2

I am trying to throw everything out of a string except letters, spaces and decimals of the type [0-9]{1,3} before the dot and [0-9]{1,2} after the dot.

I've come up with this in java

replaceAll("[^\\p{L}\\s(\\s[0-9]{1,3}(\\\\.[0-9]{1,2})?)]", "+"));

I really can't get it to work. I'm a real newbie when it comes to regex.

Examples

This : mpla 12.5 mpla 121.22 mpla 1.52 mpla 1 mpla 1000 mpla 1000.12 mpla12.5

Returns : mpla 12.5 mpla 121.22 mpla 1.52 mpla 1 mpla + mpla + +

//Special caution on mpla12.5 this too is not wanted because I want a format of \sNUMBER\s

Alkis Kalogeris
  • 14,519
  • 11
  • 50
  • 98

2 Answers2

3

Just a note, regexes are not really good for doing "not" semantics outside of character classes.

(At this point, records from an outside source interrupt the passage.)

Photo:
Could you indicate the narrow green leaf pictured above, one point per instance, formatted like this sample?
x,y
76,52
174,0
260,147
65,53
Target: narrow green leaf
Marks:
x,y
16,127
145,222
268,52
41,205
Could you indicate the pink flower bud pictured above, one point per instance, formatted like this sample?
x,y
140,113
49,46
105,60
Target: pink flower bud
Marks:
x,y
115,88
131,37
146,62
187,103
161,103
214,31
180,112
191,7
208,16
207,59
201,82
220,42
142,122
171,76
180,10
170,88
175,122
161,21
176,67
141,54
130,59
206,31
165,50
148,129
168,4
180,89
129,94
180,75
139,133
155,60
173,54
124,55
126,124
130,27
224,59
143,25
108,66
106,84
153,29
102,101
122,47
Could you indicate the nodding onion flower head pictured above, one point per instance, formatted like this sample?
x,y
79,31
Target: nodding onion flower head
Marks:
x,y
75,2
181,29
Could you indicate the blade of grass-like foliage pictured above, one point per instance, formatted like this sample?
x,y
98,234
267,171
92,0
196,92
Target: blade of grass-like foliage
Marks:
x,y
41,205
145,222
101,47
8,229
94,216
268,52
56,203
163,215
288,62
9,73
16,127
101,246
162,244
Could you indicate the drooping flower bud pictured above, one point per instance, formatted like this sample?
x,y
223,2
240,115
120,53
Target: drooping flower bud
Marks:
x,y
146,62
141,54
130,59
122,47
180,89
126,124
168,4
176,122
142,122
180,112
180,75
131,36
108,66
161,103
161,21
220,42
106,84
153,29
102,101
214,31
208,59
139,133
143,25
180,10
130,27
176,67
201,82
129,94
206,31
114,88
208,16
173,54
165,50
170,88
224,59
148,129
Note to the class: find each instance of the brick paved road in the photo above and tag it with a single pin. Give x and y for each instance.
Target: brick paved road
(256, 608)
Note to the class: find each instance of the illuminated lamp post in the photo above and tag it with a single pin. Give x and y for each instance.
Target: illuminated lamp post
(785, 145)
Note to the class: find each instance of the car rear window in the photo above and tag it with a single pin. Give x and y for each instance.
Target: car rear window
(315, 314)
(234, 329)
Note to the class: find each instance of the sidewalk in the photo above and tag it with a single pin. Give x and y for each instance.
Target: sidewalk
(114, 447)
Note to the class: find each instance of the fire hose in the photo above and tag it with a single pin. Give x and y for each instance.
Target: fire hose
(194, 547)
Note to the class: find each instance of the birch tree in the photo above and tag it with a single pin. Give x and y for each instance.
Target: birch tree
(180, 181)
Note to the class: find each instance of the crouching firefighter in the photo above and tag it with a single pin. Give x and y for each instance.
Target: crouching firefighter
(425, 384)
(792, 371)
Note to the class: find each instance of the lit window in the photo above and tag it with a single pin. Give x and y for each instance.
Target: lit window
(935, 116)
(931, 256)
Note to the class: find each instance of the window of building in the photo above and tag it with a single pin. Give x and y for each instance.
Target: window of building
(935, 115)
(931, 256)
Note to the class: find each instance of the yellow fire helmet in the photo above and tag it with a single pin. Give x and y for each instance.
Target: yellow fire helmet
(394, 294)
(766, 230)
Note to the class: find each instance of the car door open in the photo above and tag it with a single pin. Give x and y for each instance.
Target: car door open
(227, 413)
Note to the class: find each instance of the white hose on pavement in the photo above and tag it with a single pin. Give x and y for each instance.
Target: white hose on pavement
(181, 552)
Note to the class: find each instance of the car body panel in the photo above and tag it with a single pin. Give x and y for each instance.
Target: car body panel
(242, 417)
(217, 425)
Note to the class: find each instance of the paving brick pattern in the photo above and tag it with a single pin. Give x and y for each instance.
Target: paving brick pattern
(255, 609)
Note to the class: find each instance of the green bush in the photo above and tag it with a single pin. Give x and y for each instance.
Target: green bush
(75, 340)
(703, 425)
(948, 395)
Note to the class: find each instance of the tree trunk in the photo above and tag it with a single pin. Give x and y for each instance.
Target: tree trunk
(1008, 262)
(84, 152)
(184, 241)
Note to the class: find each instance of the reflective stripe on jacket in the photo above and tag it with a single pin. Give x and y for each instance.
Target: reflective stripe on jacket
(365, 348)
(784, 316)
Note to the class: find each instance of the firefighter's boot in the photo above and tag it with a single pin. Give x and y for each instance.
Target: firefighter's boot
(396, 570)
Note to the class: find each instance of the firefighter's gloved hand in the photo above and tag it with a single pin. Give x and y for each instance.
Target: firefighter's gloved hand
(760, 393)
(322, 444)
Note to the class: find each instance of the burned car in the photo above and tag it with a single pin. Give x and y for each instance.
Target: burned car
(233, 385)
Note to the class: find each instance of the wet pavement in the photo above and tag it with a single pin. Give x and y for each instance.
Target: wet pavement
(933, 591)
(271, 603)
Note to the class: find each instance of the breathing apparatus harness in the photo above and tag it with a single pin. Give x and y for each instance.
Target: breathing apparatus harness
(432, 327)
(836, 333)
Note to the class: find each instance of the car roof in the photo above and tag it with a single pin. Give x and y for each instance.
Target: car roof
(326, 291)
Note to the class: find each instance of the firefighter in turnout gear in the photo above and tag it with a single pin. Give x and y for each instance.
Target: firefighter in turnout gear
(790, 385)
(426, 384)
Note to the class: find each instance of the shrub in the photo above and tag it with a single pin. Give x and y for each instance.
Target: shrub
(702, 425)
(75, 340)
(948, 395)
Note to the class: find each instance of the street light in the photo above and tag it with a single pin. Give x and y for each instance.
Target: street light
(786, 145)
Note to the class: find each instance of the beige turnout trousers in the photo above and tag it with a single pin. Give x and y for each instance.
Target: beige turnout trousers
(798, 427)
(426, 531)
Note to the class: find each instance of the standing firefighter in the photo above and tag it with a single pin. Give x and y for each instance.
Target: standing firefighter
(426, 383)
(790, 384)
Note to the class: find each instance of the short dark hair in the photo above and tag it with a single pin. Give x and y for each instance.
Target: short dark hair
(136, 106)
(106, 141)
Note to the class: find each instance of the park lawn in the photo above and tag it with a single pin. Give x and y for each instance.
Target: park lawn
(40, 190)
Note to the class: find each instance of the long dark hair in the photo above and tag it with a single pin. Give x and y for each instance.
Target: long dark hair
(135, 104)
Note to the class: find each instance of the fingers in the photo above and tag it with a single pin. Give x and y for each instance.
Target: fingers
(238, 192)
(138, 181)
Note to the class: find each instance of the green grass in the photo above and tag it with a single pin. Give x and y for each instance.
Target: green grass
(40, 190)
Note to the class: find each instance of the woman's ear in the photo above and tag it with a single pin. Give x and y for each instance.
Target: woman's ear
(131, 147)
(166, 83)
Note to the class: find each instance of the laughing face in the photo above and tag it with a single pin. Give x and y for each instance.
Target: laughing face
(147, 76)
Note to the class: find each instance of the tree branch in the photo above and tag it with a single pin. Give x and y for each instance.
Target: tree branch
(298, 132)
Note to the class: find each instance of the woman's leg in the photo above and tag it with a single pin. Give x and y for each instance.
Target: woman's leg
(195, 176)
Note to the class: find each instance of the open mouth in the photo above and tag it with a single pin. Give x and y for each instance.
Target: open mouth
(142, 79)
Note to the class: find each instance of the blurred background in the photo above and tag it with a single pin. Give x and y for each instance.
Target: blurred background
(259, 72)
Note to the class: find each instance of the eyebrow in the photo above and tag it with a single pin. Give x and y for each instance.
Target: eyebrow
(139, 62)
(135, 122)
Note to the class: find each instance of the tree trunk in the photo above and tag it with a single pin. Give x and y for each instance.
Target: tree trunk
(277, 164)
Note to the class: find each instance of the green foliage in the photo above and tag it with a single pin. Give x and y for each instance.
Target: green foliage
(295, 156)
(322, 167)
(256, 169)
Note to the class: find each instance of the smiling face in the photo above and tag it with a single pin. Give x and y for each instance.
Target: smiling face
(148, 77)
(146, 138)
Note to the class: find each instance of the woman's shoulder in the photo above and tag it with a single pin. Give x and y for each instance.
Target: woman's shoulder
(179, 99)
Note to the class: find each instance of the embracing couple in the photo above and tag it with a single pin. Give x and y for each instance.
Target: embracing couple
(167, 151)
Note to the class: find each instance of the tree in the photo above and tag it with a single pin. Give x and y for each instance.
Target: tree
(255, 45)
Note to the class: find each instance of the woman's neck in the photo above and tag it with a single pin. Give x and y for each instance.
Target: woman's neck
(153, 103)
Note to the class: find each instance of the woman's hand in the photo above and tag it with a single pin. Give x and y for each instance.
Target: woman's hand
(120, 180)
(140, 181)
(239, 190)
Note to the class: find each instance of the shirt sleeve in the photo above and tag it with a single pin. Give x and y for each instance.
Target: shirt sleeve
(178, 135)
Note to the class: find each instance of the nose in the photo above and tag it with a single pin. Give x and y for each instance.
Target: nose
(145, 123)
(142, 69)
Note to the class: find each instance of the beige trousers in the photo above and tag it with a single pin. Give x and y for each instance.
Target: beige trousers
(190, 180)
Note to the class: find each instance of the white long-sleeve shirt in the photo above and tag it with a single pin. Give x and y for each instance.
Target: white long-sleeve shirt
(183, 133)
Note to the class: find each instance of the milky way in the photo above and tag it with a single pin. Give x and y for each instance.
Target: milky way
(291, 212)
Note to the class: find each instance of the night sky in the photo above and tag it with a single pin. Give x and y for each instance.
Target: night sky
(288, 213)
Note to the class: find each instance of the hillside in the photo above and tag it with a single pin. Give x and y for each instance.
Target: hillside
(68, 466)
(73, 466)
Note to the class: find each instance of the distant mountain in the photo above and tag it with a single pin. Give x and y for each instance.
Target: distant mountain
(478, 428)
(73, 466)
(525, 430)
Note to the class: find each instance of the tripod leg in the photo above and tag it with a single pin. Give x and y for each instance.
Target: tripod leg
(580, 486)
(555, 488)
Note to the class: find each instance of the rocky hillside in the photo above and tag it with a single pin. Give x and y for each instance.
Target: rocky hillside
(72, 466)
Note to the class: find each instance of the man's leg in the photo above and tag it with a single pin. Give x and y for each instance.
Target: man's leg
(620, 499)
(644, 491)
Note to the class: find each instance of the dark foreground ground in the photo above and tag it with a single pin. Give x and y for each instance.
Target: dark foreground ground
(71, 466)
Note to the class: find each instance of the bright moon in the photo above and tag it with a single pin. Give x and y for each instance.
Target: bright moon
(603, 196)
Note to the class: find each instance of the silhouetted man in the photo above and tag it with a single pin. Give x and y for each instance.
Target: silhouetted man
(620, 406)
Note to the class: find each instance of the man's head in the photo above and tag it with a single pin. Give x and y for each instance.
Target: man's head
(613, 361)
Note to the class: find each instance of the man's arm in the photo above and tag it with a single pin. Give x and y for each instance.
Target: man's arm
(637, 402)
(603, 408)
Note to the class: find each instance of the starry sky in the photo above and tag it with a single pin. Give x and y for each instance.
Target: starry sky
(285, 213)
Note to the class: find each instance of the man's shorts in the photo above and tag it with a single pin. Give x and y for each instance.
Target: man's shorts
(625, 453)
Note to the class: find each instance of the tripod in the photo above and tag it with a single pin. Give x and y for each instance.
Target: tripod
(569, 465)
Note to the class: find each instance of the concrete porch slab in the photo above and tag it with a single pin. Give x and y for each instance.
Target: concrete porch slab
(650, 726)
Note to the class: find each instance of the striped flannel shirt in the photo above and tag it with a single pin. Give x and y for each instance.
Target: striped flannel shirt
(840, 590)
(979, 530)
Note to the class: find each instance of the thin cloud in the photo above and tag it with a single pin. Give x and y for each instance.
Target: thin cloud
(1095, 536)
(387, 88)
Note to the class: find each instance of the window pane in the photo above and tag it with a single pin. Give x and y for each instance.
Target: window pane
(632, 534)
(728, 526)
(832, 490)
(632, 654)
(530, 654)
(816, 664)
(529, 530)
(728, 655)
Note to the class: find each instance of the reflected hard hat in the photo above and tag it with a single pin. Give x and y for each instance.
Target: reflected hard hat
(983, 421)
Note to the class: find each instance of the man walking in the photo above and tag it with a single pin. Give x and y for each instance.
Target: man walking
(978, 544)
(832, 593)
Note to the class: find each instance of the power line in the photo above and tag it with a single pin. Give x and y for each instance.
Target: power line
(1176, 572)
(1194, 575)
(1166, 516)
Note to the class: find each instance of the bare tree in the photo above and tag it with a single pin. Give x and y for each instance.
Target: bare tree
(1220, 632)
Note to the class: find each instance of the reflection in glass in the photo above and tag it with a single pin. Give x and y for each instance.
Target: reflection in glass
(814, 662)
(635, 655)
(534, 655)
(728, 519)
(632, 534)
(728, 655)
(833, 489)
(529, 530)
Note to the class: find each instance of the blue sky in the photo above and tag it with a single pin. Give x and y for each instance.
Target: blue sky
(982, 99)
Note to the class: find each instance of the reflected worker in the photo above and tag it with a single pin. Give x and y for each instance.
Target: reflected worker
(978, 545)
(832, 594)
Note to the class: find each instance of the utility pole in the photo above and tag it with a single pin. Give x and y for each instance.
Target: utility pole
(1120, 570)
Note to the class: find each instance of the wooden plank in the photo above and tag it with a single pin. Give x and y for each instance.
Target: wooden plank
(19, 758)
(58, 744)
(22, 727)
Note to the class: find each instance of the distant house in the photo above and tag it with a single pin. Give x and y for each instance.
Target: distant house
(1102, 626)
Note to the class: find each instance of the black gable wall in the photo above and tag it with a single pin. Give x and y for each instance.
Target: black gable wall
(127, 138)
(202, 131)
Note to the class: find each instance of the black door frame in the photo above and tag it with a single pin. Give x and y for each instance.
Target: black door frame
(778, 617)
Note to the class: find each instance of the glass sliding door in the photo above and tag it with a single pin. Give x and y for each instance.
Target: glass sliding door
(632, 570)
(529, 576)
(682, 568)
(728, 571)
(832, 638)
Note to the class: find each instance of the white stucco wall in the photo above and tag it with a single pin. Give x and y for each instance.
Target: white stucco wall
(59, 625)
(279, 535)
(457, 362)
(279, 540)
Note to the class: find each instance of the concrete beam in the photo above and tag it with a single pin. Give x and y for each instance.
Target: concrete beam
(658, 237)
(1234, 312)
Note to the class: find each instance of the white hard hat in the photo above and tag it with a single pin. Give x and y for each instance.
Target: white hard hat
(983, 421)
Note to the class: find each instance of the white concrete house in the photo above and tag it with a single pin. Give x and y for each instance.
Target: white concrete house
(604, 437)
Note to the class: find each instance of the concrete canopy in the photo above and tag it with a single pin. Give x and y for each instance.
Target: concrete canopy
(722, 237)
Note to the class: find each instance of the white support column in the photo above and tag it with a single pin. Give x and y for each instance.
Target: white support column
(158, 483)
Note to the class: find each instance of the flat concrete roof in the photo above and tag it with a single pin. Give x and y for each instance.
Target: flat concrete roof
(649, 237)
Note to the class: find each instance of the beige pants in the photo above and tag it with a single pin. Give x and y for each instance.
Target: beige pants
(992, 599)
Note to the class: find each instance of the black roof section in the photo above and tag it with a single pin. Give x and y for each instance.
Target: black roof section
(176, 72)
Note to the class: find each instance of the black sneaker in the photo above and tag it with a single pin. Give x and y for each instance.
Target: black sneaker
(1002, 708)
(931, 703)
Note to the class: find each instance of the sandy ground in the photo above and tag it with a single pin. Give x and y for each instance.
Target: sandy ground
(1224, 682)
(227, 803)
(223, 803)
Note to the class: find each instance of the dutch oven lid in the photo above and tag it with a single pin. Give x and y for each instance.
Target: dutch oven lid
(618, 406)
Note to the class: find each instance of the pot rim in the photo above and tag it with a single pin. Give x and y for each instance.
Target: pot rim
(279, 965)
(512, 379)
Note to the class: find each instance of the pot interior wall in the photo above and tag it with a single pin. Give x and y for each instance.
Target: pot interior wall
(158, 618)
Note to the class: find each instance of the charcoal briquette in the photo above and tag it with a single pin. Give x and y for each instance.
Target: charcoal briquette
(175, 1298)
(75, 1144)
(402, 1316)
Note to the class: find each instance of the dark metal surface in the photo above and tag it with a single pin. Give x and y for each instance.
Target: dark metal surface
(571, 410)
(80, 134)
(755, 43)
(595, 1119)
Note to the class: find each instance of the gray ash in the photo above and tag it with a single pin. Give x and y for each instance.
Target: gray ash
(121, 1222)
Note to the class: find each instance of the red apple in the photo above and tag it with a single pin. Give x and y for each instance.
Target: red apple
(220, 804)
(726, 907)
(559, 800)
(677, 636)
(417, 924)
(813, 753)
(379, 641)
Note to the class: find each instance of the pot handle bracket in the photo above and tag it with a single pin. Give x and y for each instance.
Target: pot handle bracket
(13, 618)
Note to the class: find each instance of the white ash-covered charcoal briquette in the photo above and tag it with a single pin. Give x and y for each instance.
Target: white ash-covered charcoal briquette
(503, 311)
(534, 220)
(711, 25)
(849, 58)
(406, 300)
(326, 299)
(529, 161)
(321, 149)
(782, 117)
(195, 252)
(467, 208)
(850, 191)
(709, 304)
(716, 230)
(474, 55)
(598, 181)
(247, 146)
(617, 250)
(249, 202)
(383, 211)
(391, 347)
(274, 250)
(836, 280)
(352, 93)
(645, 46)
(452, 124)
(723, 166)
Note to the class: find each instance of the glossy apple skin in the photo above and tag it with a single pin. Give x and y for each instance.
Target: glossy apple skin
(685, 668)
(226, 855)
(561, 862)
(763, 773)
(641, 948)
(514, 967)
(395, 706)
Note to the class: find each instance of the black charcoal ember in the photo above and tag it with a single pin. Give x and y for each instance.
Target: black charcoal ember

So, I would suggest concentrating on what you do want to keep and build your result from that:

String s = "mpla 12.5 mpla 121.22 mpla 1.52 mpla 1 mpla 1000 mpla 1000.12 mpla12.5";
Pattern p = Pattern.compile("[A-Za-z]+|\\s(\\d{1,3}(\\.\\d{1,2})?\\s)?");
Matcher m = p.matcher(s);
StringBuffer sb = new StringBuffer();
while (m.find()) {
    sb.append(m.group());
}
System.out.println(sb.toString());

Outputs:

mpla 12.5 mpla 121.22 mpla 1.52 mpla  mpla  mpla  mpla

I think that this is what you are asking for in the strictest sense -- note that there are multiple spaces in the result that you will have to sanitize if desired.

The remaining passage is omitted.